Just five minutes down the road, Leura is considered by many to be the Blue Mountains' most appealing village. Take a stroll along Leura Mall, lined with boutiques and galleries, and stop in at the 5ha Everglades Gardens, one of Australia's earliest landscaped gardens.
Don't be afraid to work up an appetite, the Blue Mountains is packed with good places for dinner. Try Vesta in Blackheath, which serves up comfort food classics such as slow cooked lamb that falls apart on your fork. If it's on the menu, the bread and butter pudding is the perfect way to end the meal.
Day 2: Katoomba to Orange
3hr 15min | 200km
Just over an hour's drive from Katoomba lies one of the area's most spectacular sites, the Jenolan Caves. While indigenous Australians knew about the caves, which they called Binoomea ("dark places"), the first cave was not officially discovered by European settlers until 1848 (though local legend has it that outlaw James McKeown had previously used the caves as a hideout).
Much of the cave system, which is believed to cover about 40km, remains unexplored, but a number of spectacular caves can be toured with a guide, including some that feature sound and light shows. Tickets for each cave are sold separately. Among the most popular are the Pool of Cerberus Cave and the River Cave; the latter featuring stunning stalactites, stalagmites and limestones shawls. If you prefer something more strenuous, adventure caving options are also available.

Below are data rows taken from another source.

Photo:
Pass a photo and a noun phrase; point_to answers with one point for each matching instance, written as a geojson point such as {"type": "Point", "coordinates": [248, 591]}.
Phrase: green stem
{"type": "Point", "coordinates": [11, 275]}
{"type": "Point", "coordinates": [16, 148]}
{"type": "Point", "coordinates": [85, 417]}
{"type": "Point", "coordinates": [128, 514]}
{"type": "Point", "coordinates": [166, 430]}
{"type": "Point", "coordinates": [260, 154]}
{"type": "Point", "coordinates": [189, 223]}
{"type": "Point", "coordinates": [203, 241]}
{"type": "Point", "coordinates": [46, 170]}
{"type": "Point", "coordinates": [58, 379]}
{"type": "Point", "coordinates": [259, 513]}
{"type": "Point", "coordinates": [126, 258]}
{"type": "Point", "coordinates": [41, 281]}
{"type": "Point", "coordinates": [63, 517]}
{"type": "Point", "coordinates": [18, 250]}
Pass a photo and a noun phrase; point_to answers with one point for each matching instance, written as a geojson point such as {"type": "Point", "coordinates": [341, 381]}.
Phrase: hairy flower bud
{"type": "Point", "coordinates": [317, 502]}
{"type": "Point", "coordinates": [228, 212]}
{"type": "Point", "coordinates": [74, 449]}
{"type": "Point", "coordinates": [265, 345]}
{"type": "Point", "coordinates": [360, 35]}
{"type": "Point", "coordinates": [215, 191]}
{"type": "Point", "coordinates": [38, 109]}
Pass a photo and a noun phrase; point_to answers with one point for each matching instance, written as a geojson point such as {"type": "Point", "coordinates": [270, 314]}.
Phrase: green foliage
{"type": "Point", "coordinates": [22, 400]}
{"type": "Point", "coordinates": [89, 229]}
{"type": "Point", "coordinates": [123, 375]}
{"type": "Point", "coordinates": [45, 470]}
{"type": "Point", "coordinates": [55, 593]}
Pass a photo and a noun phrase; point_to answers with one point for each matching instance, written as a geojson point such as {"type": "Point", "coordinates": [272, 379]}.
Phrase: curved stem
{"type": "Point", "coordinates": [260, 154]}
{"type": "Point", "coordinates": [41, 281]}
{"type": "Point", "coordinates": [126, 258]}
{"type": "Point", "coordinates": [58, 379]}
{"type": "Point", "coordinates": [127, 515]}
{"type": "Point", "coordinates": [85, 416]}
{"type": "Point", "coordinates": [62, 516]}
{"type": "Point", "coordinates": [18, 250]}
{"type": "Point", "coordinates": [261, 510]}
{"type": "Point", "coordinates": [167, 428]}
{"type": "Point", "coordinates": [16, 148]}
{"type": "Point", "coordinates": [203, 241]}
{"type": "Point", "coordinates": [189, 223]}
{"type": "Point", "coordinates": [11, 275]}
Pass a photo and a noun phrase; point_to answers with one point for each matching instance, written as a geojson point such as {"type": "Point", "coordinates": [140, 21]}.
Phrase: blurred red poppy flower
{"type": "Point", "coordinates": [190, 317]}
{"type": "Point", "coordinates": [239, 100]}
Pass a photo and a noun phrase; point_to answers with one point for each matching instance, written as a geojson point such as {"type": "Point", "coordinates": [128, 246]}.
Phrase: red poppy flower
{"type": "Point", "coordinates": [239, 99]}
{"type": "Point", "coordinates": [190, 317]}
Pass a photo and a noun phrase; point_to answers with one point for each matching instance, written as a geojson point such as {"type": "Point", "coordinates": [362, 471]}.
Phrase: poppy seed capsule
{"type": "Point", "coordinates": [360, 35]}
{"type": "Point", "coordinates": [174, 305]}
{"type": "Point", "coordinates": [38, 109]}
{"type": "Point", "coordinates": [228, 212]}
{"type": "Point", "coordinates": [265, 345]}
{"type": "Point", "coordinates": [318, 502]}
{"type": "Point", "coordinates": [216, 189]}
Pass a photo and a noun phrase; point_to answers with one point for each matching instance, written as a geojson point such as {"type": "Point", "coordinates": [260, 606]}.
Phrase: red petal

From Jenolan Caves, it's about an hour to Bathurst, Australia's oldest inland settlement. The Victorian buildings lining its streets have some enticing options for lunch. Enjoy excellent pizza at Church Bar + Woodfired Pizza or tuck into salads and southern barbecue at B Town BBQ at The Oxford Hotel. Beer fans may want to make a stop at boutique beer company Two Heads Brewing.
Bathurst's don't miss experience is the Australian Fossil and Mineral Museum. On display is the internationally renowned Somerville Collection, which includes not just a dazzling selection of brilliantly coloured gems and minerals but also an astonishing collection of fossils, including fossilised dinosaur eggs and opalised fossils found only in Australia. The highlight of the collection is Australia's only T. rex skeleton.
From here it's 45 minutes' drive to the town of Orange, which enchants visitors with its heritage buildings and vibrant food and wine scene. If you're ready for a coffee, try Byng Street Local Store, Nimrods or The Agrestic Grocer, which also sells some of the area's best local produce.
Alternatively, you may want to head straight for one of the area's acclaimed cellar doors. Philip Shaw Wines, Ross Hill Wines and De Salis Wines are all recommended. You can also sample a range of local drops at one of Orange's inviting wine bars, such as the heritage listed Union Bank Wine Bar. For dinner, the hot picks include Lolli Redini (try their twice baked gruyere cheese souffle) and Racine. Both restaurants are deservedly popular, so it's wise to reserve a table in advance.